Looking to sip in more VA wine, see our Virginia Wine Country Travel Guide for where to sip, stay and things to do beyond the vines. .
10 Fun Facts About Virginia Wine Country
Virginia has a total of nine American Viticultural Areas (AVAs) and more than 300 registered wineries and vineyards. The Virginia wineries vary greatly in size and all use different types and hybrids of grapes to produce excellent quality wines.
Virginia’s history of producing wine goes all the way back to early European colonization in the 17th century, In 1619, during the first meeting of the representative assembly of English America, “Acte 12” was passed which required colonists in Virginia to start planting vineyards.
Thomas Jefferson was once considered to be one of the most important patrons of the American wine industry and, in the early 1800s, he chose to establish two of his own vineyards in Virginia. However, he was unsuccessful in growing European grape varieties in his own orchard as a result of their natural vulnerability to black rot. Many attempts to use European grape varieties followed but major success has only really been seen in the last few decades.

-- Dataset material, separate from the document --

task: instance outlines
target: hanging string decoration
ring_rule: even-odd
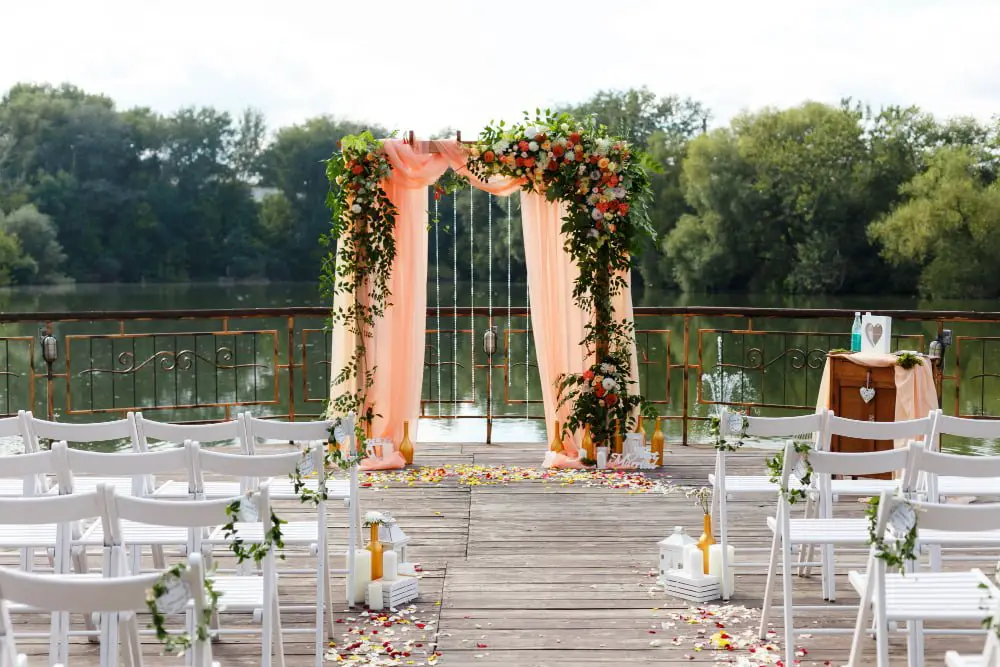
[[[525,114],[522,123],[488,126],[468,161],[481,179],[521,177],[525,189],[566,207],[561,231],[579,268],[573,298],[593,314],[581,345],[594,362],[558,380],[559,405],[572,406],[567,430],[589,425],[600,442],[612,440],[617,422],[631,428],[638,411],[652,414],[631,379],[634,325],[612,306],[627,286],[632,254],[653,236],[649,166],[603,125],[540,110],[533,118]]]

Another important patron of the American wine industry happens to be the rock star, Dave Matthews. He purchased the Blenheim Vineyards outside of Charlottesville in 1999 to “preserve Blenheim’s historical significance”.
Virginia suffers very hot and humid summers, which has always made it difficult for people to successfully grow common varieties of grape that are typically used in Europe. That has made grape growing difficult in years gone by, but over the last two decades, innovation has helped the industry boom.
The Virginia Wine Board has designated Viognier as the state’s official signature grape.
The Virginia wine country is home a variety of lesser known grapes too, including Petit Manseng, a white wine grape that produces a highly floral aromatic, sweet wine. (It pairs well with cheese, fruit and salt foods.)
October has been designated the Virginia Wine Month, making it a great time of year to visit the area if you’re interested in discovering new wine and learning more about the industry. If you would like to celebrate the growing wine industry in Virginia, head over to the Annual Norton Wine and Bluegrass Festival, the Annual Harvest Festival, or any of the other major events happening throughout October.
During the early 1900s, Charlottesville, Virginia, was declared to be the Capital of the Wine Belt in Virginia, by the Monticello Wine Company.